Exploring The Fusion Of Quantum Computing And Machine Learning

Download Exploring The Fusion Of Quantum Computing And Machine Learning PDF/ePub or read online books in Mobi eBooks. Click Download or Read Online button to get Exploring The Fusion Of Quantum Computing And Machine Learning book now. This website allows unlimited access to, at the time of writing, more than 1.5 million titles, including hundreds of thousands of titles in various foreign languages.
Exploring the Fusion of Quantum Computing and Machine Learning

The fusion of quantum computing and machine learning holds the potential to revolutionize how we solve complex problems. Quantum computing, with its ability to process vast amounts of data through the principles of quantum mechanics, could accelerate machine learning algorithms, enabling faster and more efficient pattern recognition, optimization, and decision-making. This convergence helps overcome limitations faced by classical computing in fields like artificial intelligence, drug discovery, cryptography, and more. As researchers continue to explore this fusion, the potential applications of quantum-enhanced machine learning increase, opening new possibilities for innovation and problem-solving across industries. Exploring the Fusion of Quantum Computing and Machine Learning explores the revolutionary fusion of quantum computing and machine learning. It examines practical applications, demonstrating how the integration of quantum computing and machine learning algorithms can reveal new solutions for complex problems, paving the way for advancements in various fields.

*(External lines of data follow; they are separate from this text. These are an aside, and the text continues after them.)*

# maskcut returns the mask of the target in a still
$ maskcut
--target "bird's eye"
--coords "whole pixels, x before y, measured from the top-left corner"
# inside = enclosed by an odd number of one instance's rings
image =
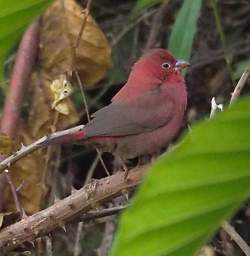
[[[167,63],[167,62],[164,62],[164,63],[161,64],[161,67],[165,68],[165,69],[169,69],[170,68],[170,64]]]

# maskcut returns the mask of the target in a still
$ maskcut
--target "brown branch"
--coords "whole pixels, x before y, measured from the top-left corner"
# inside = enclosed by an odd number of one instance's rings
[[[234,91],[233,91],[232,96],[231,96],[230,104],[232,104],[240,96],[241,91],[242,91],[242,89],[243,89],[243,87],[244,87],[244,85],[247,81],[247,78],[249,77],[249,74],[250,74],[250,70],[246,70],[242,74],[239,82],[237,83],[237,85],[234,88]]]
[[[19,159],[27,156],[28,154],[32,153],[37,149],[47,147],[55,143],[70,141],[71,140],[70,135],[75,134],[76,132],[82,131],[83,128],[84,128],[84,125],[78,125],[73,128],[69,128],[67,130],[58,131],[55,133],[51,133],[50,135],[46,135],[28,146],[22,145],[20,150],[18,150],[17,152],[15,152],[11,156],[5,158],[2,162],[0,162],[0,173],[2,173],[6,168],[9,168],[10,165],[15,163]]]
[[[127,205],[121,205],[121,206],[110,207],[110,208],[99,210],[99,211],[90,211],[88,213],[83,214],[79,218],[79,220],[90,221],[90,220],[104,218],[111,215],[116,215],[126,208],[128,208]]]
[[[37,56],[39,29],[40,24],[37,20],[32,25],[30,25],[26,32],[23,34],[10,77],[10,86],[3,107],[0,131],[7,134],[11,138],[15,137],[17,131],[19,114],[25,88],[28,85],[28,80]],[[5,156],[0,156],[1,160],[4,158]],[[0,172],[0,191],[3,191],[5,186],[5,176],[1,175]],[[3,204],[4,199],[3,194],[1,193],[0,211],[3,208]]]
[[[18,195],[17,195],[17,191],[16,191],[16,188],[15,188],[15,185],[13,184],[11,178],[10,178],[10,175],[9,175],[9,171],[6,169],[5,171],[5,177],[6,177],[6,180],[7,182],[9,183],[10,185],[10,190],[11,190],[11,193],[12,193],[12,196],[13,196],[13,199],[14,199],[14,202],[15,202],[15,206],[16,206],[16,210],[17,212],[19,212],[22,216],[22,207],[21,207],[21,204],[19,202],[19,199],[18,199]]]
[[[127,179],[124,179],[123,172],[118,172],[96,180],[47,209],[4,228],[0,231],[0,248],[4,252],[9,251],[25,241],[32,241],[63,227],[96,205],[122,195],[124,190],[134,188],[141,182],[146,170],[145,166],[133,169]]]
[[[250,256],[250,247],[236,232],[234,227],[231,226],[228,222],[224,222],[222,224],[222,228],[227,232],[231,239],[234,240],[234,242],[240,247],[240,249],[245,253],[245,255]]]
[[[10,89],[5,99],[1,132],[15,137],[25,88],[34,67],[38,52],[39,21],[32,23],[23,35],[10,79]]]

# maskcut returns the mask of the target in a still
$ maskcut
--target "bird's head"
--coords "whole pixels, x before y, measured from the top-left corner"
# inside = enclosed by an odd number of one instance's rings
[[[152,49],[143,55],[135,64],[133,70],[143,71],[145,76],[155,77],[161,81],[172,80],[180,76],[180,70],[189,66],[187,61],[176,60],[164,49]]]

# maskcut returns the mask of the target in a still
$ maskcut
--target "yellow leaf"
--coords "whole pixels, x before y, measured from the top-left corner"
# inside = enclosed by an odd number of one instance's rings
[[[102,30],[89,15],[76,59],[73,59],[74,46],[85,15],[86,11],[74,0],[55,1],[43,15],[40,59],[42,68],[50,77],[58,77],[74,69],[78,71],[85,88],[91,88],[111,67],[111,48]]]

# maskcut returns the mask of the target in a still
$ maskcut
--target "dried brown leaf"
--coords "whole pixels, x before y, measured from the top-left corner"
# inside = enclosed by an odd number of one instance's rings
[[[43,51],[40,57],[43,69],[50,76],[55,77],[75,69],[85,87],[90,88],[110,68],[111,48],[102,30],[89,15],[74,62],[74,46],[86,14],[86,10],[74,0],[55,1],[43,16]],[[54,27],[57,29],[53,29]]]

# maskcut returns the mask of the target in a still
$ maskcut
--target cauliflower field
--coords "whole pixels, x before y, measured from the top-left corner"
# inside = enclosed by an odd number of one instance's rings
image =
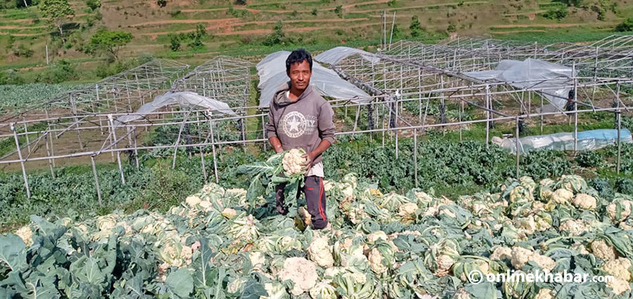
[[[509,179],[489,192],[383,194],[354,174],[327,182],[331,230],[256,213],[270,197],[204,186],[181,206],[82,222],[33,216],[0,237],[2,298],[629,298],[632,198],[575,175]],[[540,269],[610,283],[471,284]]]

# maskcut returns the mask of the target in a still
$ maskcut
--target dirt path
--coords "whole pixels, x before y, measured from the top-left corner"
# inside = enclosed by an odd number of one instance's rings
[[[46,28],[46,26],[45,26],[45,25],[32,26],[32,27],[20,27],[18,25],[4,25],[4,26],[0,26],[0,29],[14,29],[14,30],[23,30],[23,29]]]
[[[229,19],[226,19],[229,20]],[[283,21],[283,24],[290,24],[290,23],[298,23],[298,22],[355,22],[355,21],[365,21],[368,20],[367,18],[357,18],[354,19],[316,19],[316,20],[291,20],[288,21]],[[198,22],[205,22],[206,21],[217,21],[217,20],[197,20]],[[207,22],[210,24],[210,22]],[[225,22],[225,24],[215,24],[210,26],[207,26],[205,29],[207,30],[215,29],[220,29],[225,28],[226,30],[224,32],[219,33],[214,33],[217,35],[233,35],[233,34],[238,34],[238,35],[244,35],[244,34],[267,34],[272,32],[272,29],[252,29],[252,30],[242,30],[242,31],[232,31],[231,28],[238,27],[238,26],[245,26],[249,25],[266,25],[266,24],[274,24],[276,21],[251,21],[251,22],[235,22],[231,23],[227,21]],[[158,22],[156,22],[158,23]],[[320,28],[320,27],[305,27],[305,28]],[[303,28],[289,28],[286,29],[286,31],[304,31],[301,30]],[[312,31],[312,29],[305,30],[305,31]],[[178,31],[170,31],[170,32],[143,32],[143,33],[138,33],[136,35],[140,36],[151,36],[153,39],[156,39],[159,35],[165,35],[173,33],[188,33],[195,32],[195,29],[186,29],[186,30],[178,30]]]
[[[471,2],[464,2],[464,4],[487,4],[490,2],[487,1],[473,1]],[[385,10],[389,11],[402,11],[404,9],[415,9],[415,8],[425,8],[427,7],[434,7],[434,6],[455,6],[456,4],[449,3],[449,4],[426,4],[426,5],[418,5],[415,6],[407,6],[407,7],[395,7],[395,8],[378,8],[378,9],[369,9],[366,11],[352,11],[350,13],[376,13],[377,11],[383,11]]]
[[[585,23],[577,24],[506,24],[494,25],[490,28],[529,28],[532,27],[543,27],[546,28],[565,28],[568,27],[576,27],[587,25]]]
[[[214,19],[214,20],[163,20],[160,21],[151,21],[151,22],[144,22],[142,23],[133,24],[129,25],[129,27],[141,27],[141,26],[146,26],[146,25],[167,25],[167,24],[195,24],[195,23],[214,23],[218,22],[233,22],[233,21],[241,21],[242,19],[239,18],[231,18],[227,19]]]
[[[546,32],[546,30],[543,30],[543,29],[534,29],[534,30],[495,31],[492,33],[492,34],[506,34],[518,33],[518,32]]]

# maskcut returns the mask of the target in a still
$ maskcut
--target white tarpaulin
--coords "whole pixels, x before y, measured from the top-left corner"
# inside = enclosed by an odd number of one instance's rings
[[[508,82],[518,88],[542,88],[537,92],[554,105],[544,105],[542,112],[563,109],[570,91],[565,86],[575,76],[572,74],[571,67],[532,58],[523,61],[501,60],[494,70],[467,72],[463,74],[483,81]]]
[[[261,90],[260,107],[268,107],[276,89],[290,79],[286,74],[286,59],[290,55],[288,51],[278,51],[266,56],[257,63],[257,74]],[[371,96],[354,84],[341,79],[334,71],[324,67],[318,62],[312,63],[312,77],[310,85],[315,88],[321,95],[336,99],[353,99],[358,101],[369,100]],[[352,100],[352,102],[357,102]]]
[[[371,64],[376,63],[381,60],[381,58],[376,57],[369,52],[350,47],[336,47],[331,48],[317,55],[314,57],[314,60],[319,62],[335,65],[345,58],[356,53],[360,54],[361,57],[371,62]]]
[[[141,119],[148,113],[172,104],[179,104],[181,108],[209,109],[212,114],[237,116],[229,107],[229,105],[224,102],[206,98],[192,91],[169,91],[154,98],[154,100],[141,106],[136,112],[119,117],[115,124],[118,126],[121,124]]]
[[[620,131],[620,140],[631,143],[631,132],[622,128]],[[618,141],[618,130],[598,129],[578,132],[577,150],[596,150]],[[514,138],[492,138],[492,142],[516,152],[516,140]],[[519,138],[519,152],[528,152],[535,150],[574,150],[574,133],[557,133],[555,134],[528,136]]]

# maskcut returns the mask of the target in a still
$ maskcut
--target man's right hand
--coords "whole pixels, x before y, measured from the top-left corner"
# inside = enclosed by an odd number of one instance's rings
[[[283,147],[281,146],[281,141],[279,140],[279,138],[276,136],[273,136],[270,138],[268,138],[268,141],[270,142],[270,145],[273,147],[275,152],[279,154],[283,152]]]

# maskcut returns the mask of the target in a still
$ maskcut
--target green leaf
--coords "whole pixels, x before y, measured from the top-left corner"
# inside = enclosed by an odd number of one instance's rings
[[[468,284],[464,286],[464,288],[471,294],[471,298],[477,299],[496,298],[497,288],[490,282],[481,284]]]
[[[13,234],[0,236],[0,262],[12,271],[19,271],[26,266],[26,245],[22,239]]]
[[[185,268],[170,273],[165,283],[170,291],[180,298],[188,298],[193,291],[193,278],[189,270]]]

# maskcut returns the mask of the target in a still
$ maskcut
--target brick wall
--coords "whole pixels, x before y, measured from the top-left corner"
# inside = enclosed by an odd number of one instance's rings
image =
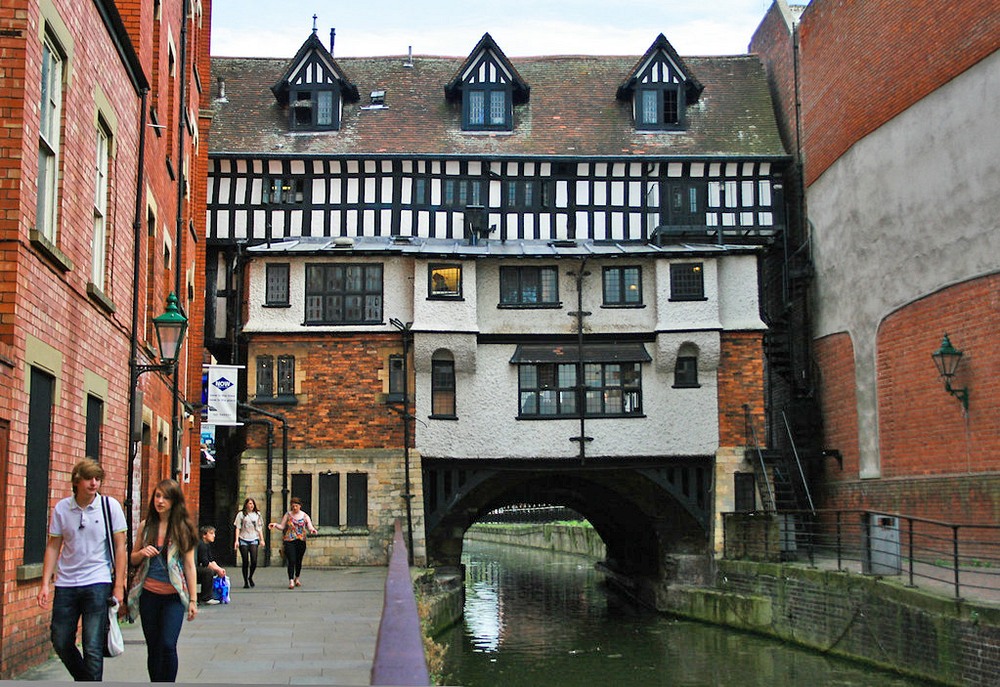
[[[723,332],[719,357],[719,445],[746,446],[751,443],[746,431],[744,405],[750,414],[757,436],[764,434],[764,353],[761,332]]]
[[[995,0],[812,0],[801,19],[806,183],[1000,47]]]

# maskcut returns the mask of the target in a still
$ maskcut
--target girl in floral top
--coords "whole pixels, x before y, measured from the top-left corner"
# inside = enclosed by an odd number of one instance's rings
[[[269,522],[267,528],[282,531],[281,541],[285,547],[285,563],[288,564],[288,588],[301,587],[299,576],[302,574],[302,558],[306,554],[306,532],[316,534],[309,514],[302,510],[302,500],[293,496],[289,501],[290,509],[281,518],[281,522]]]

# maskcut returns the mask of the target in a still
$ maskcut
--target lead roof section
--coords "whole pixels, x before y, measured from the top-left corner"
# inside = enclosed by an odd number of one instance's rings
[[[683,131],[637,132],[632,103],[616,98],[641,55],[510,58],[531,89],[514,107],[511,132],[462,131],[459,103],[444,87],[468,58],[339,58],[336,64],[362,97],[344,103],[341,128],[289,132],[287,109],[271,92],[290,62],[273,58],[212,59],[225,83],[214,101],[211,152],[249,155],[695,156],[786,157],[767,77],[755,55],[687,57],[702,87],[687,108]],[[366,108],[366,94],[385,91],[385,107]],[[216,94],[218,95],[218,94]]]

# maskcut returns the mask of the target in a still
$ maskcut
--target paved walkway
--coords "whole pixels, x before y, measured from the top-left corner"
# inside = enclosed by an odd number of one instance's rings
[[[230,567],[232,572],[237,568]],[[177,682],[187,684],[367,685],[378,635],[386,568],[304,570],[288,589],[283,567],[260,568],[257,586],[235,583],[232,603],[200,606],[185,622]],[[139,621],[122,626],[125,653],[104,661],[104,681],[148,683]],[[70,682],[58,658],[19,680]]]

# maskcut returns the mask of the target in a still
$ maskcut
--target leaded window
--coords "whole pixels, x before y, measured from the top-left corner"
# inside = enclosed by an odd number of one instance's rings
[[[306,324],[382,322],[382,265],[306,265]]]
[[[700,262],[670,266],[670,300],[700,301],[705,298],[705,278]]]
[[[288,263],[269,262],[265,272],[264,305],[288,305]]]
[[[642,268],[604,268],[605,305],[642,305]]]
[[[431,359],[431,416],[456,417],[455,361],[451,354],[437,352]]]
[[[555,267],[501,267],[500,305],[559,304],[559,270]]]

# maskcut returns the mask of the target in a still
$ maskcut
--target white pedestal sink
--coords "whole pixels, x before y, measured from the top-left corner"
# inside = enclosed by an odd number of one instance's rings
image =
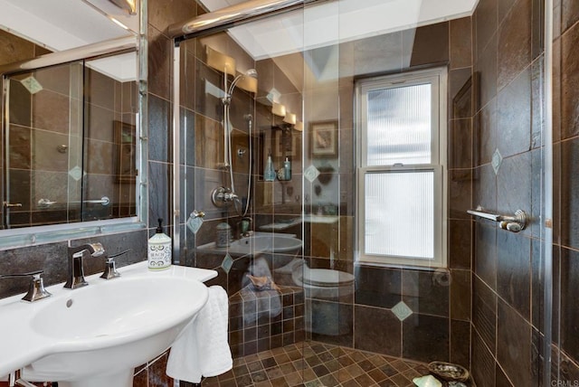
[[[131,386],[134,367],[171,346],[207,301],[202,281],[216,276],[184,267],[149,272],[147,262],[119,271],[74,290],[51,287],[52,297],[31,304],[0,300],[0,375],[22,369],[29,382]]]

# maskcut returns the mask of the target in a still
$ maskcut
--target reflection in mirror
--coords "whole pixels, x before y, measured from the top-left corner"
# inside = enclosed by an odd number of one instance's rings
[[[136,216],[137,84],[103,61],[7,77],[5,228]]]
[[[109,0],[0,0],[0,229],[113,220],[6,231],[0,245],[142,227],[139,15]],[[86,54],[92,43],[100,45]],[[52,52],[68,59],[47,64]],[[33,59],[39,64],[6,71]]]

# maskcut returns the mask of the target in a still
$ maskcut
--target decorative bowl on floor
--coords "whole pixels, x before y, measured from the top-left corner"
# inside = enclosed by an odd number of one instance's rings
[[[446,382],[467,382],[469,371],[459,364],[444,362],[432,362],[428,364],[428,371]]]

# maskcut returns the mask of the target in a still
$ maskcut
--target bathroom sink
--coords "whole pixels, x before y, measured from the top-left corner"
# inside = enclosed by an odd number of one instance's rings
[[[216,275],[184,267],[149,272],[147,262],[119,271],[74,290],[50,287],[52,297],[34,303],[2,300],[0,376],[22,368],[29,382],[130,386],[134,367],[170,347],[203,307],[202,281]]]

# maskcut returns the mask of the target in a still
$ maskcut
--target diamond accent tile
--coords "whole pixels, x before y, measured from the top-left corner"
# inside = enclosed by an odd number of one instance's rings
[[[495,171],[495,175],[498,175],[498,168],[500,168],[500,165],[503,163],[503,156],[498,152],[498,148],[492,155],[492,169]]]
[[[304,171],[304,177],[309,180],[309,183],[313,183],[319,176],[319,171],[313,165],[309,165]]]
[[[221,262],[221,267],[225,271],[225,273],[229,274],[229,270],[232,269],[232,266],[233,266],[233,259],[229,253],[225,254],[225,258],[223,258],[223,261]]]
[[[76,165],[69,171],[69,175],[78,182],[82,177],[82,170],[79,165]]]
[[[43,90],[43,85],[32,75],[28,78],[24,78],[20,81],[31,94],[36,94]]]
[[[398,304],[394,306],[392,313],[394,313],[400,321],[404,321],[413,314],[413,310],[404,304],[404,301],[400,301]]]

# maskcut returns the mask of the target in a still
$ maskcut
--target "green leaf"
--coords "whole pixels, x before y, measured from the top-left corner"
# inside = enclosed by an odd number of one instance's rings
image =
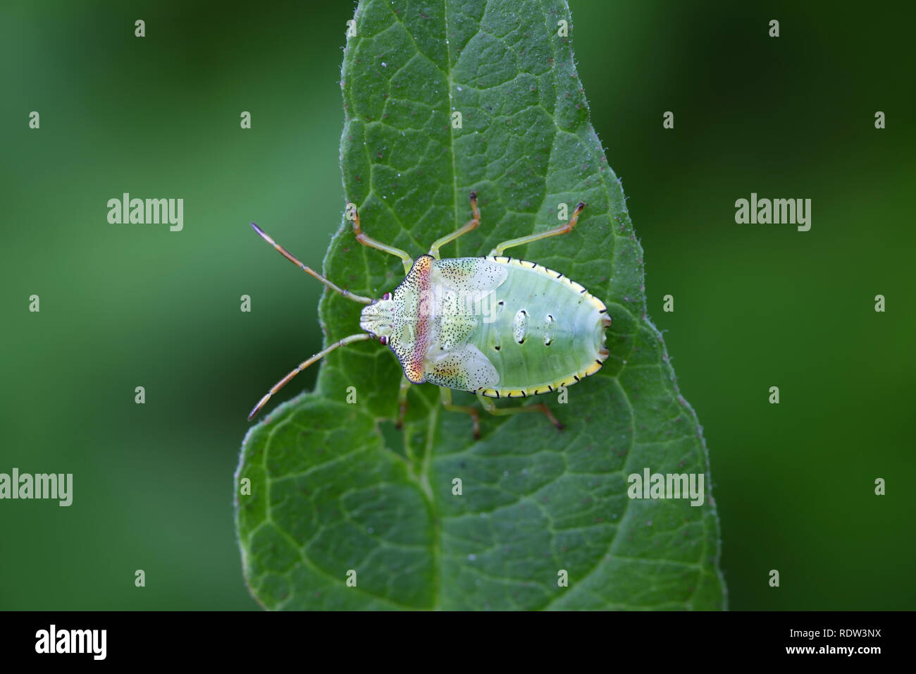
[[[364,231],[419,255],[470,218],[476,190],[481,227],[442,254],[482,255],[555,226],[561,203],[586,202],[573,232],[512,255],[606,304],[611,357],[568,389],[567,404],[540,396],[564,430],[483,414],[475,442],[470,418],[443,410],[431,384],[410,388],[394,429],[400,368],[377,342],[332,353],[314,392],[268,414],[243,445],[237,525],[254,596],[271,609],[724,608],[705,444],[647,317],[642,249],[589,123],[566,3],[364,0],[354,18],[341,169]],[[404,275],[346,219],[324,270],[373,297]],[[359,332],[360,308],[325,293],[326,344]],[[627,476],[647,468],[703,475],[703,504],[631,500]]]

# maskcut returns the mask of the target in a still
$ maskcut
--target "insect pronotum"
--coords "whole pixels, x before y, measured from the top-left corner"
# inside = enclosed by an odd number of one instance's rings
[[[293,377],[331,351],[353,342],[377,339],[392,350],[404,370],[398,394],[398,427],[410,384],[428,381],[441,387],[446,409],[471,415],[475,437],[480,436],[477,408],[453,404],[452,389],[475,393],[490,414],[540,412],[562,428],[542,403],[497,407],[492,399],[549,393],[594,374],[608,357],[605,329],[611,325],[610,316],[604,303],[576,282],[536,262],[503,253],[515,246],[572,231],[584,207],[579,204],[564,225],[503,241],[489,255],[441,258],[442,246],[480,225],[477,195],[472,192],[471,220],[433,242],[430,252],[416,260],[364,234],[354,212],[356,240],[395,255],[404,263],[404,280],[379,299],[339,288],[251,223],[287,260],[335,293],[365,306],[359,320],[364,332],[345,337],[302,361],[261,398],[248,420]]]

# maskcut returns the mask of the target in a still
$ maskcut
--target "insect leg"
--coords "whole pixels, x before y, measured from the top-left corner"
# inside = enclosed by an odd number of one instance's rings
[[[380,241],[376,241],[374,238],[363,234],[362,228],[359,227],[359,212],[354,208],[353,211],[353,232],[356,235],[356,240],[359,241],[364,246],[368,246],[370,249],[376,249],[377,250],[384,250],[387,253],[390,253],[395,257],[400,258],[401,261],[404,263],[404,273],[408,273],[410,271],[410,267],[413,265],[413,260],[405,251],[400,249],[396,249],[394,246],[387,246]]]
[[[410,388],[410,380],[401,375],[401,385],[398,390],[398,423],[395,425],[396,428],[400,428],[404,425],[404,414],[407,414],[407,392]]]
[[[506,416],[507,414],[518,414],[522,412],[540,412],[551,420],[551,423],[557,427],[557,430],[562,431],[563,429],[563,425],[557,421],[557,417],[553,415],[551,409],[543,403],[539,403],[538,404],[533,405],[525,405],[524,407],[496,407],[496,403],[485,395],[477,393],[477,399],[480,401],[480,404],[484,406],[484,409],[491,414],[495,414],[496,416]]]
[[[452,404],[452,389],[446,389],[444,387],[439,389],[439,396],[442,401],[442,407],[451,412],[463,412],[465,414],[470,414],[471,419],[474,420],[474,439],[480,439],[480,414],[477,413],[476,407],[468,407],[466,405],[453,405]]]
[[[480,209],[477,208],[477,193],[471,193],[471,219],[461,229],[456,229],[452,232],[452,234],[446,235],[440,239],[437,239],[430,247],[430,255],[431,255],[436,260],[439,260],[439,249],[447,243],[454,241],[458,237],[463,234],[467,234],[472,229],[476,229],[477,226],[480,225]]]
[[[310,365],[311,365],[313,362],[315,362],[316,360],[322,359],[322,358],[324,358],[325,356],[327,356],[329,353],[331,353],[332,351],[333,351],[335,348],[339,348],[340,347],[345,347],[347,344],[353,344],[354,342],[359,342],[359,341],[363,341],[364,339],[372,339],[372,338],[373,338],[372,336],[370,336],[370,335],[368,335],[367,333],[365,333],[365,332],[361,332],[358,335],[351,335],[350,337],[345,337],[343,339],[340,339],[340,340],[334,342],[330,347],[328,347],[327,348],[325,348],[322,351],[319,351],[318,353],[316,353],[311,358],[307,359],[306,360],[303,360],[302,362],[300,362],[299,364],[299,366],[295,370],[293,370],[291,372],[289,372],[289,374],[288,374],[286,377],[284,377],[279,381],[278,381],[277,383],[275,383],[273,385],[273,387],[270,389],[270,391],[268,391],[265,394],[265,396],[263,398],[261,398],[259,401],[257,401],[257,404],[255,405],[255,409],[253,409],[251,411],[251,414],[248,414],[248,421],[251,421],[252,419],[255,418],[255,414],[256,414],[257,412],[258,412],[258,410],[260,410],[262,407],[264,407],[264,405],[266,405],[267,403],[267,401],[270,400],[271,396],[273,396],[278,391],[279,391],[284,386],[286,386],[288,383],[289,383],[289,380],[291,380],[297,374],[299,374],[303,370],[305,370],[307,367],[309,367]]]
[[[506,249],[510,249],[513,246],[524,246],[527,243],[533,243],[534,241],[539,241],[541,238],[547,238],[548,237],[556,237],[558,234],[566,234],[567,232],[572,232],[572,227],[575,227],[576,221],[579,219],[579,214],[582,213],[582,209],[585,207],[585,204],[582,202],[579,205],[575,207],[572,211],[572,217],[565,225],[560,225],[552,229],[548,229],[547,231],[540,232],[540,234],[529,234],[527,237],[520,237],[518,238],[510,238],[508,241],[503,241],[501,244],[496,246],[493,250],[490,251],[490,255],[502,255]]]
[[[289,260],[294,265],[296,265],[300,270],[302,270],[303,271],[305,271],[305,273],[309,274],[309,276],[312,277],[313,279],[318,279],[319,281],[321,281],[322,283],[324,283],[326,286],[328,286],[334,293],[340,293],[342,295],[344,295],[344,297],[346,297],[348,300],[353,300],[354,302],[360,302],[360,303],[362,303],[364,304],[372,304],[373,301],[372,301],[371,297],[363,297],[363,295],[357,295],[357,294],[355,294],[354,293],[351,293],[348,290],[343,290],[342,288],[338,288],[336,285],[334,285],[333,282],[331,282],[330,281],[328,281],[327,279],[325,279],[323,276],[322,276],[320,273],[318,273],[317,271],[315,271],[311,267],[306,267],[304,264],[302,264],[301,262],[300,262],[299,260],[297,260],[289,250],[287,250],[285,248],[283,248],[278,243],[277,243],[276,241],[274,241],[274,239],[270,238],[269,234],[267,234],[266,231],[264,231],[263,229],[261,229],[255,223],[251,223],[251,227],[255,227],[255,231],[257,232],[257,234],[261,237],[261,238],[263,238],[265,241],[267,241],[271,246],[273,246],[275,249],[277,249],[277,250],[279,252],[280,255],[282,255],[284,258],[286,258],[287,260]]]

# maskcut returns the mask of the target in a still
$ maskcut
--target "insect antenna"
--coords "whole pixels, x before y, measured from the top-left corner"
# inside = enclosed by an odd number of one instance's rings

This book covers topics such as neural networks, online marketing, and quantum systems, and is a useful resource for computer engineers, energy scientists, marketers, business owners, medical professionals, academicians, and researchers.
Machine Learning Meets Quantum Physics

Designing molecules and materials with desired properties is an important prerequisite for advancing technology in our modern societies. This requires both the ability to calculate accurate microscopic properties, such as energies, forces and electrostatic multipoles of specific configurations, as well as efficient sampling of potential energy surfaces to obtain corresponding macroscopic properties. Tools that can provide this are accurate first-principles calculations rooted in quantum mechanics, and statistical mechanics, respectively. Unfortunately, they come at a high computational cost that prohibits calculations for large systems and long time-scales, thus presenting a severe bottleneck both for searching the vast chemical compound space and the stupendously many dynamical configurations that a molecule can assume. To overcome this challenge, recently there have been increased efforts to accelerate quantum simulations with machine learning (ML). This emerging interdisciplinary community encompasses chemists, material scientists, physicists, mathematicians and computer scientists, joining forces to contribute to the exciting hot topic of progressing machine learning and AI for molecules and materials. The book that has emerged from a series of workshops provides a snapshot of this rapidly developing field. It contains tutorial material explaining the relevant foundations needed in chemistry, physics as well as machine learning to give an easy starting point for interested readers. In addition, a number of research papers defining the current state-of-the-art are included. The book has five parts (Fundamentals, Incorporating Prior Knowledge, Deep Learning of Atomistic Representations, Atomistic Simulations and Discovery and Design), each prefaced by editorial commentary that puts the respective parts into a broader scientific context.
Supervised Learning with Quantum Computers

Quantum machine learning investigates how quantum computers can be used for data-driven prediction and decision making. The books summarises and conceptualises ideas of this relatively young discipline for an audience of computer scientists and physicists from a graduate level upwards. It aims at providing a starting point for those new to the field, showcasing a toy example of a quantum machine learning algorithm and providing a detailed introduction of the two parent disciplines. For more advanced readers, the book discusses topics such as data encoding into quantum states, quantum algorithms and routines for inference and optimisation, as well as the construction and analysis of genuine ``quantum learning models''. A special focus lies on supervised learning, and applications for near-term quantum devices.